The mere mention of the word “downtime” strikes fear in the hearts of many IT leaders, and opening Pandora’s Box to investigate the true costs associated with a critical infrastructure outage can be paralyzing. How do you begin? Which “costs” should be included? Can you predict what will cause a disaster? And once you’ve discovered the potential repercussions that can be caused by downtime, how do you implement an appropriate recovery plan?
When downtime is discussed, it’s usually categorized in terms of monetary impact using a generic source unrelated to a singular business. But as Gartner reports, this methodology is short-sighted and unrepresentative of the damage an outage can have on your business—no matter the duration of the episode.
“I&O leaders in IT organizations often try to leverage information from various sources about how much per hour an outage will cost. Vendors often promote vague, often unattributed, cost-of-downtime numbers for what a day, hour or minute of downtime is valued at.” Gartner research continues, “their lack of a solid foundation in meaningful metrics that the business values often results in an immediate dismissal of relevance by business leaders and a lack of funding for needed investments.”
Failure to look beyond a general estimate of the top-line financial impact an outage can have on a business will likely result in a woefully insufficient disaster recovery plan. Rather, as Gartner suggests, business leaders should expand their focus to include potential impacts to all stakeholders of the business—"no matter if they are customers, patients, citizens or the individual business operations leaders — and how those relevant outcomes are directly impacted by the loss of IT services.”
The recent news this spring regarding recurring operations’ delays for JetBlue, American and Alaska Airlines flights are an illustration of how system failures negatively impact businesses beyond a loss in revenue. Despite the fact that the computer issues--which resulted in the airlines’ inability to check passengers into flights and issue boarding passes, and passengers’ inability to access services at self-serve kiosks--were not directly caused by the airlines themselves, their collective brand reputations and market share suffered when flights were delayed.
Reframing the upfront research required to more thoroughly evaluate all the costs, including those associated with negative customer experiences, potential safety issues, and decreasing brand reputation, should now be part of the first step in creating a comprehensive disaster recovery plan. Step two is identifying the myriad reasons your critical infrastructure could go down.

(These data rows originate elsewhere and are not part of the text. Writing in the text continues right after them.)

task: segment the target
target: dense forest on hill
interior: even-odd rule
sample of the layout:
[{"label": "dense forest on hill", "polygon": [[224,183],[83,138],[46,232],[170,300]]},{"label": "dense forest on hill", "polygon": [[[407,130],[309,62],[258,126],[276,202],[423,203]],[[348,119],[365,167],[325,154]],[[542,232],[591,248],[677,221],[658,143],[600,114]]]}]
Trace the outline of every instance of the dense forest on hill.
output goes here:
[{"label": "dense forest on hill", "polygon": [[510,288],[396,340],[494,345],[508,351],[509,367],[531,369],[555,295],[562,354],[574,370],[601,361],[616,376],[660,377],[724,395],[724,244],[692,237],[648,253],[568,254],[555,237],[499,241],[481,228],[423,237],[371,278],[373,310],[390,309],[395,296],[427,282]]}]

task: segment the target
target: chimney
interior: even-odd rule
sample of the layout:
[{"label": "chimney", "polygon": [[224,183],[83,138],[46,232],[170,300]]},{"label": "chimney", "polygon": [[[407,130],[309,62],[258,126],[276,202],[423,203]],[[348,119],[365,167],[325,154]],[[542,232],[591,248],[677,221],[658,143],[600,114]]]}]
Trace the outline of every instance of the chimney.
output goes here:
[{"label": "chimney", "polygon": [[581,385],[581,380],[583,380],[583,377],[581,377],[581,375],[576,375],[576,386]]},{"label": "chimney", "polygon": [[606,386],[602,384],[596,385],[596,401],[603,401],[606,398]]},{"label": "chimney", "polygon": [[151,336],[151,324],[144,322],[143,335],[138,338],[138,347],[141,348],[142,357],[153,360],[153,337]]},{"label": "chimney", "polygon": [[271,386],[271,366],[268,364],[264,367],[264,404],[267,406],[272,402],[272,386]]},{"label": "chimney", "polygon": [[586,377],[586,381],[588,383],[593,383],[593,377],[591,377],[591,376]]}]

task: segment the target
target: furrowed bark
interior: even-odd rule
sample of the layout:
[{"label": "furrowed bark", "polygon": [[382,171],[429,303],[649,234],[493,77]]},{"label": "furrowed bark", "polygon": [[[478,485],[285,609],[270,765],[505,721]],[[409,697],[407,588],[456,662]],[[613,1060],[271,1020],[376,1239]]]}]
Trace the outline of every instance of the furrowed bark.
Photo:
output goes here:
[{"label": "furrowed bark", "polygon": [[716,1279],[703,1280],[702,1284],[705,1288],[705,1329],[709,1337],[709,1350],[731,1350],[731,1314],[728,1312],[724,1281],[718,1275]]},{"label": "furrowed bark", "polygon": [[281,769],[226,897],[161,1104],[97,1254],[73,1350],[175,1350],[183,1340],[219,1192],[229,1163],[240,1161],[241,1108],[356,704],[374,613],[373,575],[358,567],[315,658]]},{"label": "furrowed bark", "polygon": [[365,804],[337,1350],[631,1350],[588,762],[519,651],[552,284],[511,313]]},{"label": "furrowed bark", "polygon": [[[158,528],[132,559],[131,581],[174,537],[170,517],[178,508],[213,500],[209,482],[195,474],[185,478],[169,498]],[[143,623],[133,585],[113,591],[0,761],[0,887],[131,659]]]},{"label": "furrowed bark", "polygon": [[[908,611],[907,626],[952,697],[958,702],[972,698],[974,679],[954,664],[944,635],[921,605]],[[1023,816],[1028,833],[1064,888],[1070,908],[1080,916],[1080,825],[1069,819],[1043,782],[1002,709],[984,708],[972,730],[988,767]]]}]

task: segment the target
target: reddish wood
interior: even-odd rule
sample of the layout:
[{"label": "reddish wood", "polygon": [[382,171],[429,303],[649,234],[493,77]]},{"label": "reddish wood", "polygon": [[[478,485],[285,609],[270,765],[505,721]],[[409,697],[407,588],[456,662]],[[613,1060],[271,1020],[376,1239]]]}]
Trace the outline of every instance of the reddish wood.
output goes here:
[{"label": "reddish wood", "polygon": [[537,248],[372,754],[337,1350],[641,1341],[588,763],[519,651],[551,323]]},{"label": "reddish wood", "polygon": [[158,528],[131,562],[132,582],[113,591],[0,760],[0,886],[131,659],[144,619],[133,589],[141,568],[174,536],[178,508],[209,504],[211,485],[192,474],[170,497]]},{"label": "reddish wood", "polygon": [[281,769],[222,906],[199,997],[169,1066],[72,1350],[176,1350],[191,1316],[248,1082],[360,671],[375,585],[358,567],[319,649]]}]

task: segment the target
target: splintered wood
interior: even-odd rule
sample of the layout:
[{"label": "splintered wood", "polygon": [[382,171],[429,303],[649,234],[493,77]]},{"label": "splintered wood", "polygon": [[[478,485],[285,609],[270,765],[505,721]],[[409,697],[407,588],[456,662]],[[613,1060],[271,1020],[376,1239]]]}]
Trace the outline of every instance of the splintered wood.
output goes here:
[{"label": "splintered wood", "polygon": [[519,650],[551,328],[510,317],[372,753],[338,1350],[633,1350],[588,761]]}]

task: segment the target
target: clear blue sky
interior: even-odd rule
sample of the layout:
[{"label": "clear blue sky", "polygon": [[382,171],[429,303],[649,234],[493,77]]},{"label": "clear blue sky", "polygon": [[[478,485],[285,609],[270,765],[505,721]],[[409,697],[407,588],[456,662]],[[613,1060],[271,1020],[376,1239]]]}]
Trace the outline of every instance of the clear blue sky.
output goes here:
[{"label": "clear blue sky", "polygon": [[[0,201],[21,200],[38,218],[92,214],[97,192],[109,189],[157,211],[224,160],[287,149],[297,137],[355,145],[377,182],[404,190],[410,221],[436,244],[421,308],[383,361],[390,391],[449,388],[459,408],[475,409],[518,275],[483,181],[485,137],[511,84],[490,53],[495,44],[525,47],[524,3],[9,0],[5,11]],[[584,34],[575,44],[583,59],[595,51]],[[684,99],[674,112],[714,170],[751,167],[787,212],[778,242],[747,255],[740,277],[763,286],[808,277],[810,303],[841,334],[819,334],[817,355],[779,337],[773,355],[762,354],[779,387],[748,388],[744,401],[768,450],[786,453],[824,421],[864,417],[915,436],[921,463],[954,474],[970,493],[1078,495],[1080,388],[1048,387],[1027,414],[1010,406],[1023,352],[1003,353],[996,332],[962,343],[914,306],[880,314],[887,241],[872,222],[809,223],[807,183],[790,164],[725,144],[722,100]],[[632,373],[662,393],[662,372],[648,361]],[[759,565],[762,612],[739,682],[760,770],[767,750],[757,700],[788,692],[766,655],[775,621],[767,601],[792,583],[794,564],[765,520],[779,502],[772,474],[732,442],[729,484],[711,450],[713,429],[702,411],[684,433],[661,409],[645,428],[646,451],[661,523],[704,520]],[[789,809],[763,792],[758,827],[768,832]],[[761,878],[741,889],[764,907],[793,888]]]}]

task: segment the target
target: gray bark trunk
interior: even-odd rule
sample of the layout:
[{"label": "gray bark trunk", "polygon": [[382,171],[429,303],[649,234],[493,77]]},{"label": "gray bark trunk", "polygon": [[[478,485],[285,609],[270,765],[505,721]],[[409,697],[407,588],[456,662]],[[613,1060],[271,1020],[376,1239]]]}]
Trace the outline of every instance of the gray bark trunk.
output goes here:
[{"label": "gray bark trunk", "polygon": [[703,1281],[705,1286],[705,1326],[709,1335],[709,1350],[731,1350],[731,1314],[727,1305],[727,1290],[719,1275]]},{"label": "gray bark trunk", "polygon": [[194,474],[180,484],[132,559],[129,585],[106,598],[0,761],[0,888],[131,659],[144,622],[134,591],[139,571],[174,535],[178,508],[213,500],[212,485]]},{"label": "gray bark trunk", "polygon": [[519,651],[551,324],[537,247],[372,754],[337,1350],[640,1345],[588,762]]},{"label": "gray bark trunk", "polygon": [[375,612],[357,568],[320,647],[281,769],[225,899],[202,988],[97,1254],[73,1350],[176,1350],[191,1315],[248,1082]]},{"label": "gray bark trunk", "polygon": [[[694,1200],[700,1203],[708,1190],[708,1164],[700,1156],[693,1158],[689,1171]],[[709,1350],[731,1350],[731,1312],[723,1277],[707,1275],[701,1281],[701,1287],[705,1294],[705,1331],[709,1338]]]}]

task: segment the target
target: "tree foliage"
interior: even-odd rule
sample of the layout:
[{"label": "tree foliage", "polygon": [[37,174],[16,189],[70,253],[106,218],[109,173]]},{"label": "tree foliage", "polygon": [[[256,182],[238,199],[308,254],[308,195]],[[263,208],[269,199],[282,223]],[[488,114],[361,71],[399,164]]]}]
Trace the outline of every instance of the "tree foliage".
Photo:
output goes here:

As technology advances, the list of downtime causes has grown and businesses are struggling to keep up. Network, application and power outages, server and storage failures, usage spikes and human error have long contributed to an IT manager’s nightmares, but as Ransomware attacks become more sophisticated, IT security departments are under increasing strain. And while natural disasters have always been on the list of potential causes of downtime, changing weather patterns have made tornado and hurricane seasons more difficult to predict.
Consider the airline downtime example above. Computer systems failures such as those that affected JetBlue, American and Alaska Airlines in March, April and May 2019 are damaging, but just imagine if their third-party software crashed during heavier travel periods such as the Thanksgiving and Christmas holidays? The multi-faceted impact would be utterly devastating for these companies.
So, what is an IT manager to do? Developing disaster preparedness and recovery plans for your critical infrastructure is not an easy task but knowing that some sort of adversity is inevitable makes tackling this planning critical to business viability. Indeed, 43% of businesses that suffer a catastrophic loss of data are forced to close immediately, while 51% are forced out of business within two years. The key to ensuring the resiliency of your critical infrastructure is widening your list of downtime costs and planning for the unforeseen disasters you’ll never see coming.